Книга: Держи его за руку. Истории о жизни, смерти и праве на ошибку в экстренной медицине
Назад: Семья
Дальше: В Вайоминге снег

Руки

Я смотрю, как она умирает.
Ей восемьдесят шесть лет, два месяца, двадцать три дня, четыре часа, шесть минут и девятнадцать секунд. Нет, уже двадцать секунд.
Я стою возле кровати в приемном покое. На потолке палаты висит огромная лампа. Ослепительный свет направлен прямо на кровать, на которой сидит женщина, положив одну руку на живот, а другой прикрывая глаза от яркого света.
— Извините, — говорю я и выключаю лампу.
Приходится несколько раз моргнуть, прежде чем глаза привыкают к изменению освещения. Женщина слегка покачивается и не обращает на меня внимания. Я замечаю ее длинные прямые волосы, которые доходят почти до талии. С каждым покачиванием несколько прядей на долю секунды зависают в воздухе. Они похожи на тонкие нити паутинки на ветру. Волосы у нее белые, серебристые и густые. Как у умирающей женщины могут быть такие живые волосы? «И все же они у нее есть», — думаю я про себя. Я смотрю на монитор. Давление восемьдесят три на сорок. Слишком низкое. Еще в ско-рой помощи ей поставили две большие капельницы. Оба аппарата работают на полную мощность, низкое гудение моторов наполняет комнату.
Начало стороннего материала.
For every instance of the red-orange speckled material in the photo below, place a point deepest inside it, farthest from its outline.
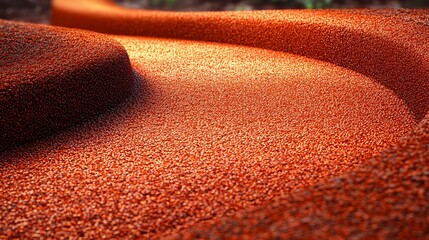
(51, 78)
(325, 137)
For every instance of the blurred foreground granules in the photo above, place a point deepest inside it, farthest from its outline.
(38, 11)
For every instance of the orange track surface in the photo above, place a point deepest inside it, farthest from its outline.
(325, 136)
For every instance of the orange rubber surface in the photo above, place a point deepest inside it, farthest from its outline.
(325, 137)
(52, 78)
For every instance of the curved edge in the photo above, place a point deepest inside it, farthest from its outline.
(79, 81)
(392, 50)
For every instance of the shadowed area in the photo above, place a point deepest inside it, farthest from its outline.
(324, 137)
(52, 78)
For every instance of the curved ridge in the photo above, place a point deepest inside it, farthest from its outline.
(52, 78)
(389, 49)
(154, 179)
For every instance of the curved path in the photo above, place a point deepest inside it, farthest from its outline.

Физиологический раствор капает в прозрачные пластиковые трубки, подведенные к ее рукам. Жидкость поступает в кровеносные сосуды. Поступает с той же скоростью, с какой вытекает кровь. У пациентки аневризма, и кровь вытекает в брюшную полость.
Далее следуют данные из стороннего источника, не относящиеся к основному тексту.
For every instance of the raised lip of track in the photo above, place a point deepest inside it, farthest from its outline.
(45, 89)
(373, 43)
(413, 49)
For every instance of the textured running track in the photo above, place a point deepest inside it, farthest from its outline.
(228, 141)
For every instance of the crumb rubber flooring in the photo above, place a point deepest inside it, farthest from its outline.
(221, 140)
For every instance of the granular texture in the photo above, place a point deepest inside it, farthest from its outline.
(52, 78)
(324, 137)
У нее аневризма аорты — крупнейшего кровеносного сосуда человеческого тела. Это живой трубопровод, который идет от сердца по грудной клетке и дальше в живот. Затем аорта разветвляется на более мелкие бедренные артерии. Аневризма у пациентки располагается чуть выше места разветвления, прямо в самой широкой части сосуда.
С каждым биением сердца кровь выплескивается из сосуда. Восемьдесят шесть лет высокого давления сказались на состоянии трубопровода. Сейчас он растянут, как воздушный шар, и рвется с каждым ударом. Кровь вытекает, сочится, стенки утончаются и рвутся, готовые лопнуть совсем. Когда это произойдет, она умрет.
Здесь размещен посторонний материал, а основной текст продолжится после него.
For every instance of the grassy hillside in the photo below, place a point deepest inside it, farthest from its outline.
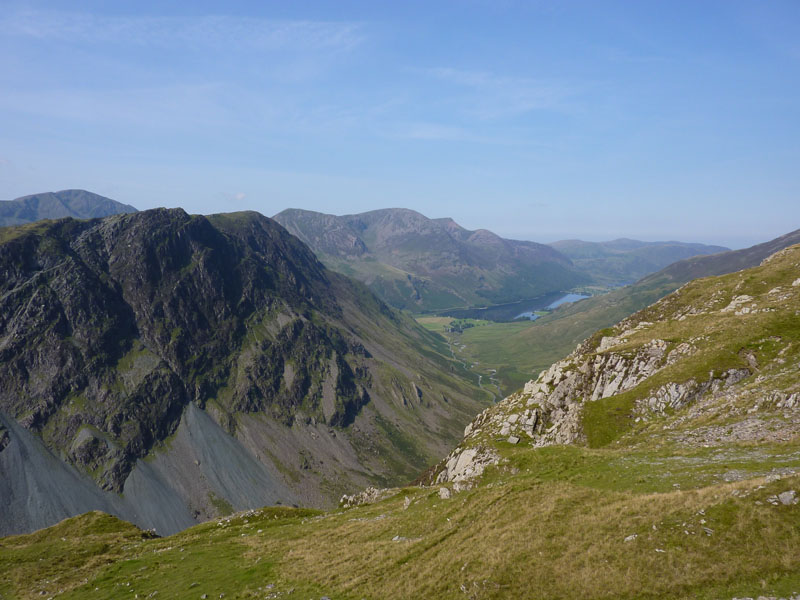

Я стою рядом с зондом ультразвука. Напряженный живот пациентки смазан специальным голубоватым гелем. Десять секунд назад я приложил зонд к ее животу и увидел внутри большой черный шар. Это могло означать только одно.
— У вас в животе прорвалась аневризма, — произнес я, отводя взгляд от экрана. — Если не сделать операцию немедленно, вы умрете.
Так я и сказал: операция или смерть. Она может умереть, даже если выберет операцию, но так у нее хотя бы будет шанс. Без операции смерть гарантирована. Иногда нужно просто дать людям возможность выбора. Сегодня ее очередь выбирать.
Ей нужно принять решение. И нужно сделать это немедленно. Ждать нельзя. Каждая секунда повышает вероятность смерти на операционном столе.
Я замечаю, что она все еще держится левой рукой за бок — наверное, ей больно. На руке серебряное кольцо с маленьким бриллиантом и рубином. Одно гнездо пустое — второй рубин выпал, и она не заменила его. Я походя думаю, почему так случилось. Конечно, она не могла этого не заметить. Наверное, она решила, что починит кольцо позже. Вот только теперь «позже» может и не быть.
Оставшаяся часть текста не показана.